Suite of tools to configure and load an ontology from the OboFoundary into the data object for OntologyClass as specified by NMDC schema.

Development Environment

Pre-requisites

  • =Python 3.9

  • Poetry
  • Docker
  • MongoDB
  • NMDC materialized schema
  • ENV variable for MONGO_PASSWORD (or pass it in via the cli/runner itself directly)
% docker pull mongo
% docker run -d --name mongodb-container -p 27018:27017 mongo

MongoDB Connection Settings

When connecting to MongoDB, you need to set the correct environment variables depending on where your code is running:

  1. When running from your local machine (CLI or tests):

    export MONGO_HOST=localhost
    export MONGO_PORT=27018
    export ENABLE_DB_TESTS=true
    export MONGO_PASSWORD="your_valid_password"
    
  2. When running inside Docker containers:

    export MONGO_HOST=mongo
    export MONGO_PORT=27017
    

The Docker container networking uses container names (like 'mongo') for internal communication, while your host machine must use 'localhost' with the mapped port (27018).

Basic mongosh commands

% docker ps
% docker exec -it [mongodb-container-id] bash
% mongosh mongodb://admin:root@mongo:27017/nmdc?authSource=admin
% show dbs
% use nmdc
% db.ontology_class_set.find().pretty()
% db.ontology_relation_set.find().pretty()
% db.ontology_class_set.find( { id: { $regex: /^PO/ } } ).pretty()
% db.ontology_class_set.find( { id: { $regex: /^UBERON/ } } ).pretty()
% db.ontology_class_set.find( { id: { $regex: /^ENVO/ } } ).pretty()

Command line

% poetry install
% poetry run ontology_loader --help
% poetry run ontology_loader --source-ontology "envo"
% poetry run ontology_loader --source-ontology "uberon"

Running the tests

% make test

Running the linter

% make lint

Python example usage

pip install nmdc-ontology-loader
from ontology_loader.ontology_load_controller import OntologyLoaderController
import tempfile

def load_ontology():
    """Load an ontology using the default MongoDB connection."""
    loader = OntologyLoaderController(
        source_ontology="envo",
        output_directory=tempfile.gettempdir(),
        generate_reports=True,
    )
    loader.run_ontology_loader()

Using with an existing MongoDB connection

If you already have a MongoDB connection established (e.g., in a Dagster/Dagit job), you can pass it directly to the OntologyLoaderController:

from pymongo import MongoClient
from ontology_loader.ontology_load_controller import OntologyLoaderController
import tempfile

# Use an existing MongoDB client
mongo_client = MongoClient("mongodb://admin:password@localhost:27018/nmdc?authSource=admin")

# Pass the client and database name to OntologyLoaderController
loader = OntologyLoaderController(
    source_ontology="envo",
    output_directory=tempfile.gettempdir(),
    generate_reports=True,
    mongo_client=mongo_client,  # Pass the existing client
    db_name="nmdc",  # Required when passing an existing client
)

# The loader will use the provided client instead of creating a new connection
loader.run_ontology_loader()

This approach is particularly useful when:

  • You're running in a job scheduler like Dagster/Dagit
  • You want to reuse an existing connection pool
  • You have custom MongoDB connection settings that are managed externally
  • You need to use a connection with specific authentication or configuration

Note: When passing an existing MongoDB client, you must also provide the db_name parameter to specify which database to use.

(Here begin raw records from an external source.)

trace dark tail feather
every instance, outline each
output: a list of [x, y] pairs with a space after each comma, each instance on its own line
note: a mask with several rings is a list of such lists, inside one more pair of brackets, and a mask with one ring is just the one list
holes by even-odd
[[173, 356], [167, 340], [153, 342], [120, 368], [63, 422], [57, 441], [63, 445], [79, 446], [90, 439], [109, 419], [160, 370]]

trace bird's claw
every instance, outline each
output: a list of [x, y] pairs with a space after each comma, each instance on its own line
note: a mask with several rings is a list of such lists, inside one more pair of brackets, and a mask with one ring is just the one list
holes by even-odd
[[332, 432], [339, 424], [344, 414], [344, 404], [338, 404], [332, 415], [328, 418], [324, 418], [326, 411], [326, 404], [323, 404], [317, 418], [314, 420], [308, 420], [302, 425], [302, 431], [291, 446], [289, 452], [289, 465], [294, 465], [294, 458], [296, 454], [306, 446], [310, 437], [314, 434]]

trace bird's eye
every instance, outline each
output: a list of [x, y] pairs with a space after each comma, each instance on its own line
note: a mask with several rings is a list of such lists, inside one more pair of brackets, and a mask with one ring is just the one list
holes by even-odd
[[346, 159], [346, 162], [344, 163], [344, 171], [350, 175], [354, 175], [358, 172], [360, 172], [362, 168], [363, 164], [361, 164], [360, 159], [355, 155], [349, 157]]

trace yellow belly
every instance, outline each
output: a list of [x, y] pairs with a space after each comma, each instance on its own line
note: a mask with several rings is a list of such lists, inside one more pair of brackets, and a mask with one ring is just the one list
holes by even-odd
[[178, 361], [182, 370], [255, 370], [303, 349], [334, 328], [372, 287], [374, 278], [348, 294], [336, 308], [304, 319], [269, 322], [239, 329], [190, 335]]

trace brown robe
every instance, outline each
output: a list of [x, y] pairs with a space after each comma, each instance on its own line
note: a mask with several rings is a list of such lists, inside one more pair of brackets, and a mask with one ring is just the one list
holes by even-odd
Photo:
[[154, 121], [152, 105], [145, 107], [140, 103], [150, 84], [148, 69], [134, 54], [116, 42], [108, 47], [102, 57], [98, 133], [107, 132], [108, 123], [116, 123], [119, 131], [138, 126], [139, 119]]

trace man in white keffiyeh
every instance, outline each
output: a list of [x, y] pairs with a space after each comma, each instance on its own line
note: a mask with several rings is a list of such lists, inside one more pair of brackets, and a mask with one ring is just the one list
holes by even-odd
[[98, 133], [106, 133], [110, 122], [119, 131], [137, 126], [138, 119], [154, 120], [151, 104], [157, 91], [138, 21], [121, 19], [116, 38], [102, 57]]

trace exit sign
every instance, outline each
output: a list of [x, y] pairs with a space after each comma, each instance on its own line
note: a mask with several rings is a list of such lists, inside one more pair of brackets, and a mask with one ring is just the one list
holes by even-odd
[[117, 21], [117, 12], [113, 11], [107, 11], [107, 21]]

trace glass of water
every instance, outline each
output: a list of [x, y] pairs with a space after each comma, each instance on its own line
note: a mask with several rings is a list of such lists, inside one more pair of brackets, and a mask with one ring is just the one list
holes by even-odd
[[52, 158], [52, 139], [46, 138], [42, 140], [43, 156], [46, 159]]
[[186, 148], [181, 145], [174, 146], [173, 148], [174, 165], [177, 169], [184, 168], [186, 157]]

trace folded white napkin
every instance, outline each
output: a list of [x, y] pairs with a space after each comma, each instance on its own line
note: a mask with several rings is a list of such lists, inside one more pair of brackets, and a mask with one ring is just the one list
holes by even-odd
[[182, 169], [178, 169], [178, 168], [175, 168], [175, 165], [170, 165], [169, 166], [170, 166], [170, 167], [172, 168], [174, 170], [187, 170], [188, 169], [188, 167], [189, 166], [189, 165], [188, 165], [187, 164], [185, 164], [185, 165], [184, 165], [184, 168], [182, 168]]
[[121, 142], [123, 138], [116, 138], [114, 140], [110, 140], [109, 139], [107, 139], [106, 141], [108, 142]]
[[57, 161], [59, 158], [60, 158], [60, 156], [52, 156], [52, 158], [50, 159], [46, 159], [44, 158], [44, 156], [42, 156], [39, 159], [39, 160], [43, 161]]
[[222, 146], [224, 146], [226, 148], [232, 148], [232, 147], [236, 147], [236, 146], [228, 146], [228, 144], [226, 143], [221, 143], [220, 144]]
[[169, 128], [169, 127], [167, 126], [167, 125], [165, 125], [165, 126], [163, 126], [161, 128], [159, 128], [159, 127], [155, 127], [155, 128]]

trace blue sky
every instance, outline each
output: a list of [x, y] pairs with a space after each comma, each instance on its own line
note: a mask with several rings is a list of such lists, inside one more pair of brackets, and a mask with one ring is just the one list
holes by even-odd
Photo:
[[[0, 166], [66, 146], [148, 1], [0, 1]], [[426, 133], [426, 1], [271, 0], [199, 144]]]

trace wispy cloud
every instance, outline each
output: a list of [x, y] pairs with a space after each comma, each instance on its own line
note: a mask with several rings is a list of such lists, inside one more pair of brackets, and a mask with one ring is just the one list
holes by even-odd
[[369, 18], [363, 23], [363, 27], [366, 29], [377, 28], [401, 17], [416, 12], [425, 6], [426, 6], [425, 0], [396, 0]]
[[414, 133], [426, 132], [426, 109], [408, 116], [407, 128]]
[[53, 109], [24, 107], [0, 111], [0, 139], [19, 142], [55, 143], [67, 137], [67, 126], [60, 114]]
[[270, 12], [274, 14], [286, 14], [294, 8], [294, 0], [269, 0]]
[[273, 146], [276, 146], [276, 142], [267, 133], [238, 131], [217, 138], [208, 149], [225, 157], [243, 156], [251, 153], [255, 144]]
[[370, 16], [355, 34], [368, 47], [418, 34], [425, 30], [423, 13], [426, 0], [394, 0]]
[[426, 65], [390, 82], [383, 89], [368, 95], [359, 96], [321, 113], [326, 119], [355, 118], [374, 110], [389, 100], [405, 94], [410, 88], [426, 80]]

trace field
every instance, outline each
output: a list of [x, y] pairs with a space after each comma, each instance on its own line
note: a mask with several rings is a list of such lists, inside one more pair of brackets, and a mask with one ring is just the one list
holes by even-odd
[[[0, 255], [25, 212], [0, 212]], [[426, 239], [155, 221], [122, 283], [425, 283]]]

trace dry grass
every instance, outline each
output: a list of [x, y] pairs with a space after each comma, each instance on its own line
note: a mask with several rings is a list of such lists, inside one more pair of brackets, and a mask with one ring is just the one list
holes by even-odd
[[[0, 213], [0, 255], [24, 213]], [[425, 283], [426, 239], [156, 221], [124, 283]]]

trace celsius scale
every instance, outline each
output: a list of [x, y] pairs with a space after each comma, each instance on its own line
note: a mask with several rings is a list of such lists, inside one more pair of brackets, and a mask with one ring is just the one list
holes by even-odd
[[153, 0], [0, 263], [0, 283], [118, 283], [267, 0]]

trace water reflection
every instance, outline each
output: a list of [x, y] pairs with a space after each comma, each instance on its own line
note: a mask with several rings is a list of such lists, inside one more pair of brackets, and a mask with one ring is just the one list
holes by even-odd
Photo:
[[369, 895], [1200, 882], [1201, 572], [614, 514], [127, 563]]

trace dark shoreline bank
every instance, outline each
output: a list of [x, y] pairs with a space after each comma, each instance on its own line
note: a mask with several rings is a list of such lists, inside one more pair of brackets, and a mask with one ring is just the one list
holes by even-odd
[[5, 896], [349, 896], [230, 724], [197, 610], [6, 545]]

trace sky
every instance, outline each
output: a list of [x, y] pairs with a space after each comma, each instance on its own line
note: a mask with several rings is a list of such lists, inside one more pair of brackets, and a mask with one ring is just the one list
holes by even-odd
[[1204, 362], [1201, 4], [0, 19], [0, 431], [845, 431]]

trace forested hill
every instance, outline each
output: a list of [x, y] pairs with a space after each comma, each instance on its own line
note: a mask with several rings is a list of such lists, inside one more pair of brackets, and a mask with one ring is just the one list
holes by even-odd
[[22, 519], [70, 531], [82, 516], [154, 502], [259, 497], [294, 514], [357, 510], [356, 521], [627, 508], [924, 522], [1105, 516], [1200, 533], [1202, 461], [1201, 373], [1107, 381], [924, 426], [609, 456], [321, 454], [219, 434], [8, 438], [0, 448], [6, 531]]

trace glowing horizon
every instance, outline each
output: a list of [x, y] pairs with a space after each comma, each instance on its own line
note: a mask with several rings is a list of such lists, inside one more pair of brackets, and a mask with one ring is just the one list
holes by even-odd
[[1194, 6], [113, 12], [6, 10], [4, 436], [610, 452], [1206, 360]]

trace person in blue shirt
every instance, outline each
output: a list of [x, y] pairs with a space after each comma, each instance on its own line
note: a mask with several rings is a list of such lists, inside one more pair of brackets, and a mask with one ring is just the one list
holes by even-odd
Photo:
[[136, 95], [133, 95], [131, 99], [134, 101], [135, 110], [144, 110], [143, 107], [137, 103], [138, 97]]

This is required as the database name cannot be automatically determined from a MongoDB client instance.

Testing CRUD operations in a live MongoDB

If you want to test the CRUD operations in a live MongoDB instance, you need to set two environment variables: MONGO_PASSWORD="your_valid_password" ENABLE_DB_TESTS=true

This will allow you to run tests to actually insert/update/delete records in your MongoDB tests instance instead of simply mocking the calls. You can then run the tests with the following command:

make test

The same test command will run without the environment variables, but it will only mock the calls to the database. This is intended to help prevent accidental data loss or corruption in a live database environment and to ensure that MONGO_PASSWORD is not hardcoded in the codebase.

Reset collections in dev

docker exec -it nmdc-runtime-test-mongo-1 bash
mongosh mongodb://admin:root@mongo:27017/nmdc?authSource=admin
db.ontology_class_set.find({}).pretty()
db.ontology_relation_set.find({}).pretty()
db.biosample_set.find({}).pretty()
db.ontology_class_set.drop()
db.ontology_relation_set.drop()
db.ontology_class_set.countDocuments()
db.ontology_relation_set.countDocuments()

Project details


Download files

Download the file for your platform. If you're not sure which to choose, learn more about installing packages.

Source Distribution

ontology_loader-0.2.2.tar.gz (12.7 kB view details)

Uploaded Source

Built Distribution

If you're not sure about the file name format, learn more about wheel file names.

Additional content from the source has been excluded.